Same issue here. Checked the installation matrix and installed the provided wheels for Jetson from the Jetson Zoo. Then i pip installed rembg[gpu], which as dependency has onnxruntime, so it installed also the cpu package. I tried to pip uninstall the onnxruntime package and to force reinstall the onnxruntime-gpu but then rembg gets lost in a loop by the import.

So only CPU is working for Jetson

Mr47hsy commented 4 months ago

Here is my solution:

Based On @KVignesh122 's works. thank you buddy!
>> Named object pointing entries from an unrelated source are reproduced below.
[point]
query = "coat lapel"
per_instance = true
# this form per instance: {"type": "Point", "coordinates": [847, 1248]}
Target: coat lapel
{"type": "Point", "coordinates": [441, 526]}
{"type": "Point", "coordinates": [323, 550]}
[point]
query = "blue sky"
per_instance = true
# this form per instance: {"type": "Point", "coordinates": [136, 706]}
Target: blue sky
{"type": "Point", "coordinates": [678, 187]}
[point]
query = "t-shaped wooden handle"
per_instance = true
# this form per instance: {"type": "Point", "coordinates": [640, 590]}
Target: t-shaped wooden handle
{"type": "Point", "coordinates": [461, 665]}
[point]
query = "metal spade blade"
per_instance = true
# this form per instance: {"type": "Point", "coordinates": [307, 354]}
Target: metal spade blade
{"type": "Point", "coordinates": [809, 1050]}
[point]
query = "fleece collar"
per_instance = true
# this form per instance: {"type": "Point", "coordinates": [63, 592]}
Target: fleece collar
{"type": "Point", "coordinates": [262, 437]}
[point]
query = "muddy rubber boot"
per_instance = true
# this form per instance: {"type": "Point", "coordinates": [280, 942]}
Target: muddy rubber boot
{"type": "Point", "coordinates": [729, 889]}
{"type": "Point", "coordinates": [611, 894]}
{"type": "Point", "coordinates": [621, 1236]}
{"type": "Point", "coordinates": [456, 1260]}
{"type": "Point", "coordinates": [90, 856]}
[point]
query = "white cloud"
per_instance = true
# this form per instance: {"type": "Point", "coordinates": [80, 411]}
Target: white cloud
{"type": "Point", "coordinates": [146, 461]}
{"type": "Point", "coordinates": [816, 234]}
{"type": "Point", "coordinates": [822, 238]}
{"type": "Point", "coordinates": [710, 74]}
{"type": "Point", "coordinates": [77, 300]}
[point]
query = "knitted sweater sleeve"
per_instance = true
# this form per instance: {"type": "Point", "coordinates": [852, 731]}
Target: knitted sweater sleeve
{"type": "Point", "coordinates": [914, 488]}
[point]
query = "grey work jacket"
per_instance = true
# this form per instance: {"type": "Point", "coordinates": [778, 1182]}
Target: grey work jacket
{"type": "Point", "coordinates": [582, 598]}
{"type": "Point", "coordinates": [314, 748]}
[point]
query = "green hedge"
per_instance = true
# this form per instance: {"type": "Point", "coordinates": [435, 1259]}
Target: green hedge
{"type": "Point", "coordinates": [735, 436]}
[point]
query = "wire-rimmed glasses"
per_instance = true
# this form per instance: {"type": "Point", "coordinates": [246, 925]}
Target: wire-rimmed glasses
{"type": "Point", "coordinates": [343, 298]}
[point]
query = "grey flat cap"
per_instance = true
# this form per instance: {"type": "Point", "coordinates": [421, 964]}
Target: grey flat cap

# based on cuda 11.8, other versions may have compatibility issues
# for cudnn version check https://onnxruntime.ai/docs/execution-providers/CUDA-ExecutionProvider.html#requirements
# and https://docs.nvidia.com/deeplearning/cudnn/archives/cudnn-895/install-guide/index.html
sudo apt-get install libcudnn8=8.9.2.26-1+cuda11.8 -y
# directly installing rembg[gpu] will cause dependency issues
# so install it separately
pip3 install onnxruntime-gpu==1.18.0
pip3 install rembg[gpu]==2.0.50 --no-deps
pip3 install numpy opencv-python-headless pillow pooch pymatting scikit-image scipy tqdm

# test & enjoy
python3 -c "from rembg import remove, new_session; from PIL import Image; output = remove(Image.open('i.png'), session=new_session('u2net', ['CUDAExecutionProvider'])); output.save('o.png')"
KVig122 commented 4 months ago
print(new_session('u2net', ['CUDAExecutionProvider'])).inner_session.get_providers())
# You still get ['CPUExecutionProvider']

Solution still doesn't work buddy @Mr47hsy 😭

Mr47hsy commented 4 months ago

@KVig122 hi , it was worked in my side:

image

Try to identify the specific cause by:

import  onnxruntime as ort

print(f"onnxruntime device: {ort.get_device()}") # output: GPU
print(f'ort avail providers: {ort.get_available_providers()}') # output: ['CUDAExecutionProvider', 'CPUExecutionProvider']

ort_session = ort.InferenceSession('/root/.u2net/u2net.onnx', providers=["CUDAExecutionProvider"])
print(ort_session.get_providers())
WindowsNT commented 4 months ago

Same error here. Excellent results, but CPU only.

github-actions[bot] commented 3 months ago

This issue is stale because it has been open for 30 days with no activity.

github-actions[bot] commented 2 months ago

This issue was closed because it has been inactive for 14 days since being marked as stale.